[PVE-User] A less aggressive OOM?

Mon Jul 7 23:39:34 CEST 2025

Hi,

I would start by analyzing the memory status at the time of the OOM. 
There should be a some lines in journal/syslog were the kernel writes 
what the memory looked like and you can figure out why it had to kill a 
process.

Makes few sense that OOM triggers in 64GB hosts with just 24GB 
configured in VMs and, probably, less real usage. IMHO it's not VMs what 
fill your memory up to the point of OOM, but some other process, ZFS 
ARC, maybe even some mem leak.

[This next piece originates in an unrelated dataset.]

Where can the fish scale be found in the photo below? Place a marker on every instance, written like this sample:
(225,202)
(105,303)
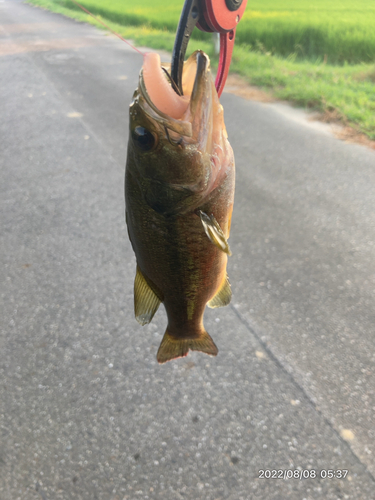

Maybe some process is producing severe 
memory fragmentation.

Regards,

On 7/7/25 11:26, Marco Gaiarin wrote:
> We have upgraded a set of clusters from PVE6 to PVE8, and we have found that
> in newer kernels, OOM is a bit more 'aggressive' and sometime kill a VMs.
>
> Nodes have plently of RAM (64GB, VMs are 2-3, each 8GB ram), VMs have qemu
> agent installed and ballooning enabled, but still sometime OOM happen.
> Clearly, if get OOM the main VMs that have the local DNS, we get some
> trouble.
>
>
> I've looked in PVE wiki, but found nothing. There's some way to relax OOM,
> or control their behaviour?
>
> In nodes there's no swap, so probably the best thing to do (but the hardest
> one ;-) is to setup some swap with a lower swappiness, but i'm seeking
> feedback.
>
>
> Thanks.
>
--